# BLD Symmetry Solving - anybody?



## Jai (May 21, 2008)

Does anybody think they could do a BLD symmetry solve? I asked everybody I know, and they're not up for it.


----------



## cmhardw (May 21, 2008)

I don't follow, what is a symmetry solve?

Chris


----------



## Mike Hughey (May 21, 2008)

You mean scramble two cubes as mirrors of each other and then memorize one and solve them both, one in each hand?

Sounds like fun. I think I'm going to have to try it. But since I rarely ever practice OH with my right hand, it could be difficult. I do, however, practice left-handed BLD a lot, so maybe it won't be that hard.


----------



## Ville Seppänen (May 22, 2008)

I tried it but only got the other one correct, the other one was way off.

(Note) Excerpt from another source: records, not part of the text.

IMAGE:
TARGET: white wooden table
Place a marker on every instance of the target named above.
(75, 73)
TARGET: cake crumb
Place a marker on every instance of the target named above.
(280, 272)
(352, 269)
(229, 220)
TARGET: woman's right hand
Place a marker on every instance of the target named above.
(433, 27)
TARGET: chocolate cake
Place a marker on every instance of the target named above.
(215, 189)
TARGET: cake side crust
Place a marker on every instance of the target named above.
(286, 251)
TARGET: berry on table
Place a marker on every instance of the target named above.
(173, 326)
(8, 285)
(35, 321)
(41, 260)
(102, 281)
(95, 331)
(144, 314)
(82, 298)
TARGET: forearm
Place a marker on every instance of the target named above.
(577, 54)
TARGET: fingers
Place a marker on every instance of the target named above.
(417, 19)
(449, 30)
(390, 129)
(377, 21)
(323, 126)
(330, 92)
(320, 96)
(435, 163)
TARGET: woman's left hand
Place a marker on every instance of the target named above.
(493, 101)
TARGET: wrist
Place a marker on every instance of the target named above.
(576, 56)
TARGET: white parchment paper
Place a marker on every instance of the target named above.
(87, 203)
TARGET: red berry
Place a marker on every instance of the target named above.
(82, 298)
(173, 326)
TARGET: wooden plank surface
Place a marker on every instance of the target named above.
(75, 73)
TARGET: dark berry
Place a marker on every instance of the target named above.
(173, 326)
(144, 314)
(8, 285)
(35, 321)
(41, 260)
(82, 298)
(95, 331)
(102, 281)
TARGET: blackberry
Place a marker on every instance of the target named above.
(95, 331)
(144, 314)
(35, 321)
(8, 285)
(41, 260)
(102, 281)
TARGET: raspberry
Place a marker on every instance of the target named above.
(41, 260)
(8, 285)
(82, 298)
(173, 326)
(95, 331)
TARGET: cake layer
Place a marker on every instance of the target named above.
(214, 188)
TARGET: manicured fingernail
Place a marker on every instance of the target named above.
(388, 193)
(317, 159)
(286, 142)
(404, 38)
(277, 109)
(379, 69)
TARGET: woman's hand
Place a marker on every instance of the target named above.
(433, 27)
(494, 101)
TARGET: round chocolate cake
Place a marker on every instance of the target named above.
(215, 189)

Took 8:17.62, it was fun


----------



## ROOT (May 31, 2008)

i would try it but i have no idea how to scramble them.


----------



## ROOT (May 31, 2008)

actually i just tried, its damn hard!!! im gonna try again though.


----------



## ThePizzaGuy92 (May 31, 2008)

I got it! first try, it was 10:21.99 [my left hand is slow ]
scramble: B F2 L' R B D' L2 F' L D2 B U R2 L2 U R2 L' B' L2 D F2 U B F' L2

my hands are KILLING ME! [mainly my left] :/


----------



## cmhardw (May 31, 2008)

ROOT said:


> i would try it but i have no idea how to scramble them.



I'm sure you're already figured out how to scramble, but I wanted to post this for others who are still wondering.

http://www.speedcubing.com/chris/algconversion.html

It's a page I wrote about how to invert, reflect, and possibly both, an algorithm in your head.

Chris


----------